India’s SARAS radio telescope has helped scientists determine the properties of the earliest radio luminous galaxies formed 200 million years after the Big Bang, a period known as the Cosmic Dawn.
GS III: Science and Technology
Dimensions of the Article:
- About SARAS 3
- What are the Findings?
About SARAS 3
- The SARAS 3 radio telescope was invented and built by the astronomers at Raman Research Institute (RRI).
- It is the first telescope worldwide to reach the required sensitivity.
- SARAS aims to design, build and deploy in India a precision radio telescope to detect extremely faint radio wave signals from the depths of time, from our “Cosmic Dawn” when the first stars and galaxies formed in the early Universe
- Weak radio light waves are collected, focused, amplified, and made available for examination by radio telescopes.
- They aid in the study of astronomical objects like as black holes, galaxies, and stars that emit naturally occurring radio radiation.
- These uniquely constructed telescopes study the light with the longest wavelengths, from 1 millimetre to over 10 meters.
- For reference, a nanometer is only 1/10,000th the thickness of a sheet of paper, while visible light wavelengths are only a few hundred nanometers long.
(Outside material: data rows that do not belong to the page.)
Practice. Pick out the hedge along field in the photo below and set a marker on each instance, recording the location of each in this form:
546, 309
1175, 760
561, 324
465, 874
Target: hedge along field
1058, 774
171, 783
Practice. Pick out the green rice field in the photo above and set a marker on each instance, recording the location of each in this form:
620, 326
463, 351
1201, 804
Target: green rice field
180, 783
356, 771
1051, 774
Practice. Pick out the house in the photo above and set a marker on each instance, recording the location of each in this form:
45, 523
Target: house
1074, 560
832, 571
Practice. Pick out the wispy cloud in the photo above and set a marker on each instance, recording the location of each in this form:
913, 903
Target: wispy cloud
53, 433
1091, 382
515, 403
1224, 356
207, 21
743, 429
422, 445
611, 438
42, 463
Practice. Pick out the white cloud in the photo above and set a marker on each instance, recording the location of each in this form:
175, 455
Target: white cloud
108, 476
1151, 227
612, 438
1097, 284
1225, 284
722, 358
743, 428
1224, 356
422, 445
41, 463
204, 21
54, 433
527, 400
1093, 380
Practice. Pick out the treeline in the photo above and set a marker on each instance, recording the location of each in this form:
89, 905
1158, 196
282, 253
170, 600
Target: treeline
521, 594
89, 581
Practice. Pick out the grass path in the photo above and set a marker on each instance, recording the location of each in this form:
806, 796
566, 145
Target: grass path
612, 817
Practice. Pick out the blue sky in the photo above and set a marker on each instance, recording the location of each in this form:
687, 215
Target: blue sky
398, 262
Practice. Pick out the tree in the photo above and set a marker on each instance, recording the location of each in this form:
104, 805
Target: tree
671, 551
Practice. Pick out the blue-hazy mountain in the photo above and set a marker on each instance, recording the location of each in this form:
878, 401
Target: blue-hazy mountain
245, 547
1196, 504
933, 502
In reality, we typically refer to radio light by its frequency rather than its wavelength.
What are the Findings?
- The new information on the period Cosmic Dawn gave an insight into the properties of the earliest radio loud galaxies that are usually powered by supermassive black holes.
- SARAS 3 had improved the understanding of astrophysics of Cosmic Dawn by telling astronomers that less than 3% of the gaseous matter within early galaxies was converted into stars, and that the earliest galaxies that were bright in radio emission were also strong in X-rays, which heated the cosmic gas in and around the early galaxies.